To solve those issues, an iterator now reads a few entries ahead and then opens a new transaction on the next read. A "few" means all entries for iterator.all(), size amount of entries for iterator.nextv(size) and a hardcoded 100 entries for iterator.next(). Individual calls to those methods still have snapshot guarantees, but repeated calls do not.

The resulting breaking change is that an iterator will include the data of simultaneous writes, if db.put(), db.del() or db.batch() are called in between creating the iterator and consuming the iterator, or in between calls to iterator.next() or iterator.nextv(). For example:

const iterator = db.iterator()
await db.put('abc', '123')

for await (const [key, value] of iterator) {
  // This might be 'abc'
  console.log(key)
}

To reflect the new behavior, db.supports.snapshots is now false. If snapshot guarantees are a must for your application then use iterator.all() (which is a new method compared to level-js) and call it immediately after creating the iterator:

const entries = await db.iterator({ limit: 50 }).all()

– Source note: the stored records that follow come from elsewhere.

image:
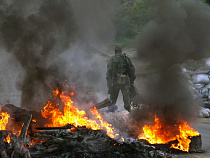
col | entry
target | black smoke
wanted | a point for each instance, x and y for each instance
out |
(178, 31)
(50, 40)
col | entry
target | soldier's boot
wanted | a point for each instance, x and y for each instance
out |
(128, 108)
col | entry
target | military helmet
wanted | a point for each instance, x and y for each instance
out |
(118, 48)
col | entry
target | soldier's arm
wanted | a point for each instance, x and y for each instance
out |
(132, 73)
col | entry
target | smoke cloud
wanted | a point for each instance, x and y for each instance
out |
(54, 41)
(178, 31)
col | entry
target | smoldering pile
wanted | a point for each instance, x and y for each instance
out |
(50, 42)
(177, 32)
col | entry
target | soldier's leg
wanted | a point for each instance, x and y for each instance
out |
(126, 96)
(114, 94)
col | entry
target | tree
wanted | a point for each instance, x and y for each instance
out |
(132, 16)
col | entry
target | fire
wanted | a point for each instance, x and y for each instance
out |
(162, 133)
(70, 114)
(8, 138)
(4, 120)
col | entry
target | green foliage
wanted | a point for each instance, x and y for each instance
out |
(132, 16)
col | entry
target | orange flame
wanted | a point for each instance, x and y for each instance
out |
(70, 114)
(3, 120)
(8, 138)
(160, 133)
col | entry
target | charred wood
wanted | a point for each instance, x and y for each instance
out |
(19, 146)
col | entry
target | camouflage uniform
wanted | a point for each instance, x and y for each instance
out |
(120, 75)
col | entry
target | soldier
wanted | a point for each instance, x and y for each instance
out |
(120, 76)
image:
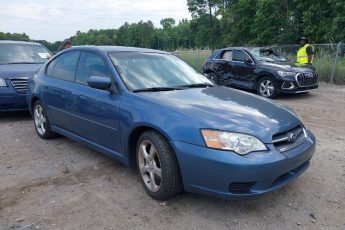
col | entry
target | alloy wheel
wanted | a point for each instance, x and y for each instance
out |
(40, 119)
(150, 166)
(266, 88)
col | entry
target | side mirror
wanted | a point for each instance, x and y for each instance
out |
(249, 61)
(98, 82)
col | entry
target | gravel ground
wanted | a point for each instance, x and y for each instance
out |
(61, 184)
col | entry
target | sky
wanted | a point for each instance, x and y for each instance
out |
(55, 20)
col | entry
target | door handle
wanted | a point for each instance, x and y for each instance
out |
(83, 99)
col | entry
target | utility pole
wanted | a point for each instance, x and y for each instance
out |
(211, 20)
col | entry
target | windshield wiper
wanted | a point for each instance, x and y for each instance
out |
(198, 85)
(156, 89)
(22, 62)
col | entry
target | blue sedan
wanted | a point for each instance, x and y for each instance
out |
(151, 110)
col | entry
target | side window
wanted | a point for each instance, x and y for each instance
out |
(91, 64)
(240, 55)
(64, 66)
(227, 55)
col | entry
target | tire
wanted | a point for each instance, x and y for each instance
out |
(41, 122)
(267, 87)
(213, 77)
(156, 162)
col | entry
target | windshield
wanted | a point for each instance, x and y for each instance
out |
(23, 53)
(151, 70)
(264, 54)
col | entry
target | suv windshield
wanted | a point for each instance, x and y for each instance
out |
(265, 54)
(154, 70)
(23, 53)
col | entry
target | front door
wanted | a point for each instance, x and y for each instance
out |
(243, 72)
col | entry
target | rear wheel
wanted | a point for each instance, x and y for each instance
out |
(267, 87)
(41, 122)
(157, 166)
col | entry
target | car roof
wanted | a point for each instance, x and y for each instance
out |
(236, 48)
(107, 49)
(18, 42)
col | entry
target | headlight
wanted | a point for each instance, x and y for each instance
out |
(237, 142)
(2, 82)
(286, 74)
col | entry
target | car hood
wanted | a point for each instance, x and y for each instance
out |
(286, 67)
(19, 70)
(222, 108)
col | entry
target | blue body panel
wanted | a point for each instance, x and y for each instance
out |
(105, 121)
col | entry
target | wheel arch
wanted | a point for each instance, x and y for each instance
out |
(262, 75)
(133, 138)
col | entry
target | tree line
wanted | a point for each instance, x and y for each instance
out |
(220, 23)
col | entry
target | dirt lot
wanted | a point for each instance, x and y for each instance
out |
(60, 184)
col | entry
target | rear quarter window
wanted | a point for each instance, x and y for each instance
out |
(64, 66)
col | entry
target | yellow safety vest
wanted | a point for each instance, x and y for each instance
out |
(302, 56)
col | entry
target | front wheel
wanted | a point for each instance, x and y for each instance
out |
(157, 166)
(213, 77)
(41, 122)
(267, 87)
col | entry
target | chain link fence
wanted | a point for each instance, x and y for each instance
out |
(329, 59)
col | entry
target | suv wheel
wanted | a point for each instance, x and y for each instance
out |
(41, 121)
(267, 87)
(157, 166)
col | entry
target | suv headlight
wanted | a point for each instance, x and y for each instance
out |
(237, 142)
(2, 82)
(286, 73)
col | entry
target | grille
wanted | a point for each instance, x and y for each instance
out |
(289, 139)
(240, 187)
(307, 79)
(20, 84)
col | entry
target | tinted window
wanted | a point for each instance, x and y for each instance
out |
(18, 53)
(227, 55)
(239, 55)
(64, 66)
(91, 64)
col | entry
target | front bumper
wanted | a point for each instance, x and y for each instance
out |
(227, 175)
(297, 89)
(11, 100)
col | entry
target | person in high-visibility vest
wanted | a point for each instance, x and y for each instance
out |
(305, 54)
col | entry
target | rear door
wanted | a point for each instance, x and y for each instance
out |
(96, 110)
(223, 67)
(243, 72)
(57, 92)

// Synchronously iterate the result
for (const [key, value] of entries) {
  console.log(key)
}

Unrelated, iterating should now be faster because browser-level iterators use the getAll() and getAllKeys() methods of IndexedDB, instead of a cursor like level-js did. This means multiple entries are transferred from IndexedDB to JS in a single turn of the JS event loop, rather than one turn per entry. Reverse iterators do still use a cursor and are therefor slower.

Lastly, the new logic enabled us to implement and fully support iterator.seek().

Changes to lesser-used properties and methods

  • The db.prefix property of level-js, conflicting with the db.prefix property of sublevels, has been renamed to db.namePrefix. The relevant constructor option (prefix) remains the same.
  • The db.location, db.version and db.db properties are now read-only getters
  • The internal db.store() and db.await() methods are no longer accessible
  • The db.upgrade() utility for upgrading from v4.x to v5.x has been removed.

For earlier releases, before browser-level was forked from level-js (v6.1.0), please see the upgrade guide of level-js.